1. The g2_navid is essentially keeping track of previoss pages.. I've never used the registration module so I'm not sure if it's supposed to show up but if you post a new thread someone else may know.

2. You should be able to remove core.delete for that user from their user album to prevent them from being able to delete it.

 
nmahlin

Joined: 2005-09-26
Posts: 19
Posted: Tue, 2006-03-21 18:40

First off great job on gallery2! I love working with a robust system like gallery and always look forward to your upcoming releases.

We have been using gallery2 for a film archive that contains users digitized 8mm film, super8 film, 16mm films. We have 5000+ movies with 4000+ users and are currently using the user album module. As our archive continues to grow I have been noticing performance issues.

Am I correct in saying that its not only the number of user albums that cause a performance hit but any movie/image that also has user specific permissions? I was wondering if I would see any performance increase if I got rid of user albums and instead used a theme to give the appearance that a user had their own album. For example there would be an icon called "your movies" which would just display every movie they owned.

Thanks for the help

 
joe7rocks
joe7rocks's picture

Joined: 2004-10-07
Posts: 560
Posted: Tue, 2006-03-21 19:08
Quote:
Am I correct in saying that its not only the number of user albums that cause a performance hit but any movie/image that also has user specific permissions?

Correct.

Quote:
I was wondering if I would see any performance increase if I got rid of user albums and instead used a theme to give the appearance that a user had their own album

Not correct. It wouldn't help performance.

2.1 has great speed improvement on sites like yours. (with appropiate settings, it can dramatically increase performance)
I strongly recommend you to wait for the final release and upgrade to 2.1, and see if it helped (it will).

 
markfh

Joined: 2006-01-17
Posts: 12
Posted: Tue, 2006-03-21 21:05

Is there a release date for 2.1 yet? We're currently using 2.1 RC2a and want to go live with our first client as soon as possible.

Great product BTW. We'll be sending money to y'all for each client we market to.

 
joe7rocks
joe7rocks's picture

Joined: 2004-10-07
Posts: 560
Posted: Tue, 2006-03-21 22:51

Yes, there is.
It is planned to be released in no more than 2 days :)

 
hix

Joined: 2006-01-25
Posts: 18
Posted: Sun, 2006-04-16 12:16

Is the performance problem (too many user albums) solved?
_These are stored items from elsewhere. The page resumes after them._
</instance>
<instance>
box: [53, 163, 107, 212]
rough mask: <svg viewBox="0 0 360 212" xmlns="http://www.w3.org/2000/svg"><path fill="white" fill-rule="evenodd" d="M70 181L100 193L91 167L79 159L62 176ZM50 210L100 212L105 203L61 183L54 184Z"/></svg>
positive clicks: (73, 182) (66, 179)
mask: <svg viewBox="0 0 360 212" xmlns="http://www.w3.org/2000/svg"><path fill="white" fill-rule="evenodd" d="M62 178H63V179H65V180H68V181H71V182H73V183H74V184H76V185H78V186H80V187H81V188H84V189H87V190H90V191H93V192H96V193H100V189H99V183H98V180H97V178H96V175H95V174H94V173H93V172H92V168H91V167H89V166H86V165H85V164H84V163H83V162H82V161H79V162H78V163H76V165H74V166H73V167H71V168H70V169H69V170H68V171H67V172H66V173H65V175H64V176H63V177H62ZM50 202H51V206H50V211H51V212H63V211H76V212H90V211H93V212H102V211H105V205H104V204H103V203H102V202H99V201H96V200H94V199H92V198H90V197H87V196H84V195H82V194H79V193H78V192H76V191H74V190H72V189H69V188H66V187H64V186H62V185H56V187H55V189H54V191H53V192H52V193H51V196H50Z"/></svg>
Or does version 2.1 still have problems?

 
joe7rocks
joe7rocks's picture

Joined: 2004-10-07
Posts: 560
Posted: Sun, 2006-04-16 14:20

well..it really depends on.
e.g: define 'too many' and define 'problem' :)
but:
- 'too many' useralbums with 2.1 (and caching turned on) is not a problem itself, it should be fast.
- 'too many' useralbums (e.g. 1000+) AND a lot of AND frequent uploads (e.g. new pics in every 5mins)..well yes, that can be a problem. (it can be slower _for logged in_ users..)

We are certainly still improving the product, also this aspect!
Feel free to give us feedback on performance if you tried it, we will be happy to see real numbers/results, and that can help us further improve G2.